Like many readers, I “met” and loved Helen through her writing. Her arresting novels, with their exquisitely judged prose, their mesmerising plots and their complex characters driven by love, lust, hunger and loyalty, entranced me as soon as I discovered them; as did her poetry and children’s novels.

From Zennor in Darkness, about DH Lawrence in Cornwall just before World War 1, to her Cold War thriller Exposure, she was always original, moving with ease between the historical and the contemporary. At a time when women novelists received censure for creating characters who weren’t instantly sympathetic, she could depict incestuous siblings, adulterous lovers and child-killers in a way that made you feel their humanity even as you recoiled. Her mothers, daughters, wives and sisters tend to evolve from vulnerable ignorance into formidable heroines: the ferocity of their desire to protect their families from famine or injustice was, I am certain, Helen’s own. She reclaimed the female as life-changing – even Death, in her heart-breaking last poem, Open Your Arms is seen as a mother.

When we met at a lunch at the Author’s Club, she invited me to stay for tea. I was a little in awe of her, because Helen was not only enormously gifted but very beautiful – tall, slim, blonde, radiantly pale, like a Kay Nielsen angel. (Later, when I came to interview her, she remarked sternly that she was sure I wouldn’t mention an interviewee’s looks, because this was something that only happened to women….) What I then discovered was her warmth and buoyant sense of humour. To be with her was to laugh with joy.

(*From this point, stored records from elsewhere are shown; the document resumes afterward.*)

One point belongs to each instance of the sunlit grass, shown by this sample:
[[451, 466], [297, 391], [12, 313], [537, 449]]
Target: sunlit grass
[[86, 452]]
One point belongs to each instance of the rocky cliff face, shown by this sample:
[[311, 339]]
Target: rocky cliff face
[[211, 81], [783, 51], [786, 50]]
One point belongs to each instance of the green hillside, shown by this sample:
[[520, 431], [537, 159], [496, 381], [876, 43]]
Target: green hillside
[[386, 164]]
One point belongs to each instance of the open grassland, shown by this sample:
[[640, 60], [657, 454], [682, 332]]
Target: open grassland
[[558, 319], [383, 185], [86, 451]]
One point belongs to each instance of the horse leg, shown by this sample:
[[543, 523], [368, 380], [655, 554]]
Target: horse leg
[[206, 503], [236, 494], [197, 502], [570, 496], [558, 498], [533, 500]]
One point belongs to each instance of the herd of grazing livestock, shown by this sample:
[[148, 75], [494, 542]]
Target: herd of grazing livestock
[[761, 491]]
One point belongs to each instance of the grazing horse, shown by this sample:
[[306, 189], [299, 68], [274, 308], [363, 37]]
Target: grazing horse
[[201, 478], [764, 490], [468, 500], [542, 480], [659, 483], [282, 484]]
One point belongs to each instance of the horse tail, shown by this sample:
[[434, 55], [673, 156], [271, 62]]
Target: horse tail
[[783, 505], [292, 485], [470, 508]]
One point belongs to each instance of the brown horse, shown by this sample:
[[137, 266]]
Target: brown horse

Few senior novelists of her generation have been friendly let alone supportive to younger ones – but Helen was exceptional in her generosity. She had, as they say, no “side”. She looked out for writers in financial difficulties, suggesting them for RSL teaching fellowships, and she knew what struggle was like. She was amazed, coming from the financially precarious world of poets, to find, as she put it that “novelists could afford suits”. I was honoured when she endorsed three of my novels including the new one; to discuss literature with her was to have the pleasure of talking in almost dizzying depth. Yet she was also a fearless critic, as rigorous as she was gentle.

Many of her novels, particularly the early ones like the inaugural Orange Prize-winning A Spell of Winter, had a fairy-tale sense of opposing elements, but they also described sexual passion with lyrical, searing truthfulness. Her husband, Frank, was a distinguished lawyer with experience in the family courts; she was alert to and knowledgeable about the pain of terrible choices. They brought up three cherished children in Bristol, a city she adored for its vitality and whose Georgian architecture she celebrated in her final novel, Birdcage Walk.

Anyone who has gone to one of her readings or interviews will know how unpretentious, sensitive yet steely she was about literature. When she came to dinner with us this time last year, she quoted passages from Persuasion with an acuity which delighted and impressed John Mullan and other academics.

Cornwall, where she had a family home, was profoundly important to her and inspired not only many adult novels but poetry, and her superb Ingo series for children about the Mer people. Her delight in flowers was intense, and I know helped her in her final months, when she spent every moment outside on her balcony in Clifton. She knew her cancer was incurable, but managed to stay lucid and writing to the end. Ave atque vale, my dear friend.